Minister of Heritage and Culture
- In office 1976–2002
- Monarch: Qaboos bin Said
- Prime Minister: Qaboos bin Said
- Succeeded by: Haitham bin Tariq
- Born: 1927 Muscat, Oman
- Died: January 29, 2003^{[citation needed]} Muscat, Oman^{[citation needed]}

Names
- Faisal bin Ali bin Faisal bin Turki bin Said Al Said
- Arabic: فيصل بن علي بن فيصل آل سعيد
- House: Al Said
- Father: Ali bin Faisal
- Religion: Ibadi Islam

= Faisal bin Ali Al Said =

Omani royal and politician

Sayyid Faisal bin Ali bin Faisal Al Said (فيصل بن علي بن فيصل آل سعيد) was an Omani royal and politician. He served as the Minister of Heritage and Culture from 1976 to 2002.

==Early life==
Faisal was born in 1927 to Sayyid Ali bin Faisal making him a grandson of Sultan Faisal bin Turki of Muscat and Oman. He graduated from the Al Saidiya School in 1942.

==Career==
He worked as a secretary at the Ministry of Foreign Affairs for several years under Sultan Said bin Taimur before leaving for Cairo. When Sultan Qaboos bin Said took the throne in 1970, he returned to Oman where he worked in the Ministry of Economy, the Ministry of Education, and as a delegate for the Sultanate of Oman to the United Nations.
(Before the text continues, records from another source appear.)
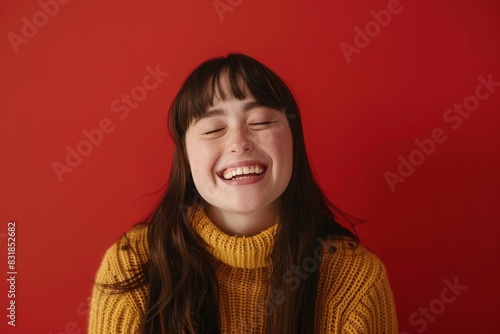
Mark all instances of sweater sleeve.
[88,230,146,334]
[342,264,398,334]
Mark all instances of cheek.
[186,141,216,177]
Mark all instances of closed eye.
[249,121,276,130]
[203,128,226,136]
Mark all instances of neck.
[206,200,279,237]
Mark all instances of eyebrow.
[193,101,264,125]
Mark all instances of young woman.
[89,54,397,334]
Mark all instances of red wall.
[0,0,500,334]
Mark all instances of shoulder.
[97,225,149,284]
[316,241,397,333]
[320,240,387,293]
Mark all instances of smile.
[219,164,266,180]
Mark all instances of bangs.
[171,54,288,136]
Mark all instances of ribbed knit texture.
[89,209,397,334]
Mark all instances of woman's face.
[185,80,293,222]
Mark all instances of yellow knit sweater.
[89,209,397,334]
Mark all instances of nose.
[228,129,253,154]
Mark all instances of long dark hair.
[109,54,357,334]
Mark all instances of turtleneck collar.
[192,205,278,269]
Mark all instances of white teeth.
[222,165,264,180]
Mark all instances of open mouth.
[217,164,267,181]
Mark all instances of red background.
[0,0,500,334]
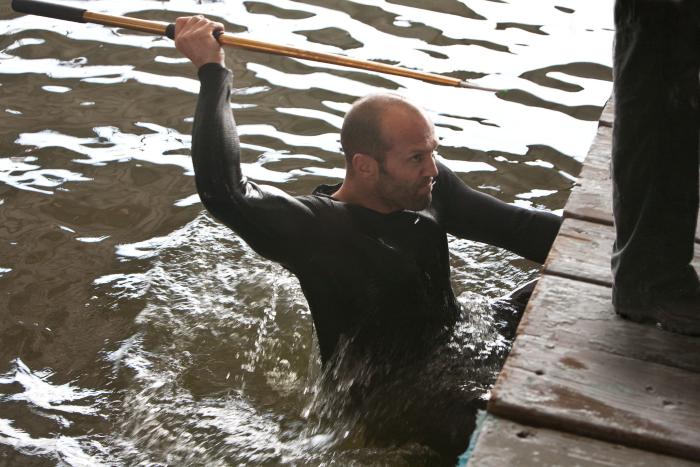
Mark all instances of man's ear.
[352,152,379,178]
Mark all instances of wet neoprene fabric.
[192,63,561,362]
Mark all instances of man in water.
[175,17,561,458]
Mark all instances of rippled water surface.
[0,0,612,465]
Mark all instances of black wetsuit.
[192,64,561,362]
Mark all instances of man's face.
[376,107,438,211]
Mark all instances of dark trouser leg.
[612,0,700,306]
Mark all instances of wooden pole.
[12,0,499,92]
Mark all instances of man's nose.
[425,154,438,178]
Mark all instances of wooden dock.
[462,102,700,467]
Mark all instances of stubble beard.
[378,171,433,211]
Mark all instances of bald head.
[340,94,423,170]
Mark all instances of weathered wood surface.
[486,275,700,465]
[564,100,700,242]
[600,97,615,127]
[518,275,700,374]
[470,97,700,466]
[468,416,697,467]
[545,219,700,286]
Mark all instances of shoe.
[615,290,700,336]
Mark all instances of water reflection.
[0,0,612,465]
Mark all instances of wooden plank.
[467,415,699,467]
[600,97,615,127]
[564,126,613,225]
[564,125,700,242]
[544,219,700,286]
[518,275,700,374]
[488,334,700,460]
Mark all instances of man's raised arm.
[175,16,314,264]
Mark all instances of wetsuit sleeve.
[436,163,562,263]
[192,63,313,265]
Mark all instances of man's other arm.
[436,163,562,263]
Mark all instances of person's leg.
[612,0,700,332]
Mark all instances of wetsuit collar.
[313,182,343,198]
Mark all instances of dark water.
[0,0,612,465]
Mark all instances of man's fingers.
[175,15,224,68]
[175,15,226,37]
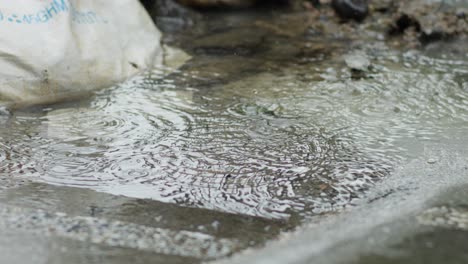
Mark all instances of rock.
[389,0,468,43]
[178,0,256,8]
[344,51,370,72]
[332,0,369,21]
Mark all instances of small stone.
[332,0,369,21]
[344,51,370,72]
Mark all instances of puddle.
[0,6,468,262]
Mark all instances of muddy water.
[0,8,468,262]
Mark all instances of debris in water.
[332,0,369,21]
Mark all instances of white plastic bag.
[0,0,163,106]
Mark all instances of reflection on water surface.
[0,15,468,221]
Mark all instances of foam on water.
[0,37,468,218]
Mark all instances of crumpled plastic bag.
[0,0,163,107]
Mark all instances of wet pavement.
[0,1,468,263]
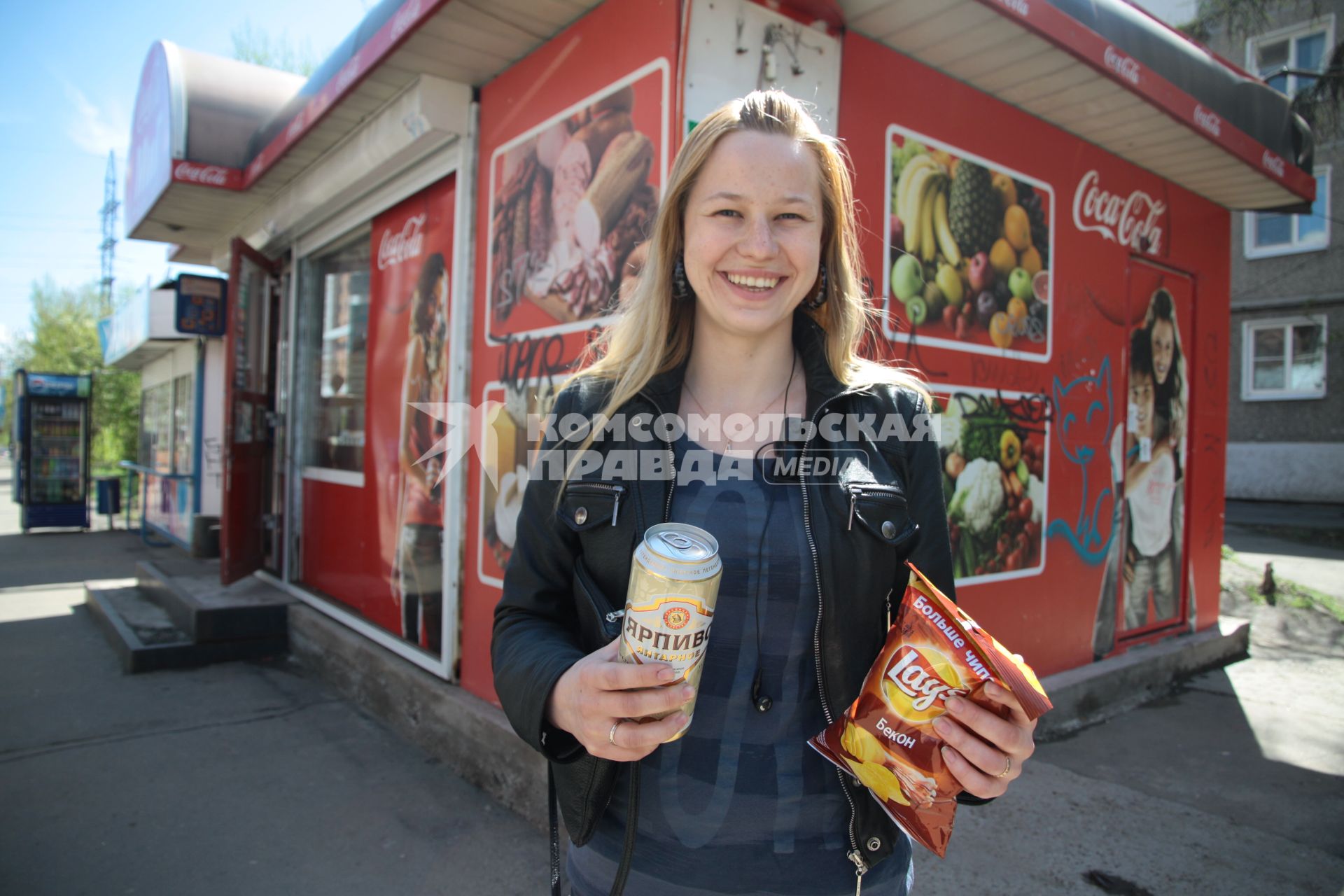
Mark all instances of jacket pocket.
[844,482,919,551]
[556,482,625,532]
[573,555,625,652]
[551,754,620,846]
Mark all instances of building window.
[304,234,370,474]
[1246,165,1331,258]
[1246,16,1335,97]
[1242,314,1326,402]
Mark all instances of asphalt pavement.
[0,468,1344,896]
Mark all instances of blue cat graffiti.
[1046,357,1116,566]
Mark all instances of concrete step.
[85,579,289,673]
[136,560,294,643]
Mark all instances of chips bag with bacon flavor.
[808,564,1051,857]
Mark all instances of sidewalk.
[0,481,1344,896]
[0,479,546,896]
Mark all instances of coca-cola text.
[1074,169,1167,255]
[378,212,428,270]
[172,161,236,188]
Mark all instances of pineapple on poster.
[883,126,1054,361]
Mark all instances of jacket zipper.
[640,392,676,523]
[798,395,868,881]
[846,482,906,529]
[568,482,625,525]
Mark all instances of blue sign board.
[27,373,92,398]
[177,274,228,336]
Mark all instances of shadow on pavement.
[1223,523,1344,560]
[1036,669,1344,860]
[0,529,158,589]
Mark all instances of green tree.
[228,19,318,78]
[0,276,140,466]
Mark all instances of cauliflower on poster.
[948,458,1004,535]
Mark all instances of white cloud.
[62,78,130,156]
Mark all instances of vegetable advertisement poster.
[934,387,1050,584]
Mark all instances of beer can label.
[620,523,722,740]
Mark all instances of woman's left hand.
[932,681,1036,799]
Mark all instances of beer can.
[620,523,723,743]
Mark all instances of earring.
[802,262,827,312]
[672,255,695,302]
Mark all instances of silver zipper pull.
[847,849,868,896]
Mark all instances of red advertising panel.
[839,32,1228,673]
[461,0,678,700]
[302,176,456,655]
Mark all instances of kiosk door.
[219,239,281,584]
[1112,259,1195,643]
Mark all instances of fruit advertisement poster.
[934,387,1050,586]
[486,60,668,341]
[883,125,1054,361]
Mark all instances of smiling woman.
[492,91,1032,896]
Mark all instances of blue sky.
[0,0,374,344]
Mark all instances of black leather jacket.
[492,313,954,869]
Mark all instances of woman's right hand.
[546,639,695,762]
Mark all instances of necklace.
[681,349,798,456]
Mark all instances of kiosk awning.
[126,0,596,260]
[840,0,1316,211]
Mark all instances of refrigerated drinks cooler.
[13,371,92,532]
In April 1976, Faisal was appointed the Minister of Omani Heritage, later renamed the Ministry of Heritage and Culture. He held the position until 2002 when he was succeeded by Sayyid Haitham bin Tariq Al Said, the future Sultan of Oman. The Ministry building now house the Sayyid Faisal Bin Ali Museum to honor his contributions to preserving Omani heritage.

== Honours ==
- Knight Grand Cross of the Order of Civil Merit (Kingdom of Spain, 13/12/1985).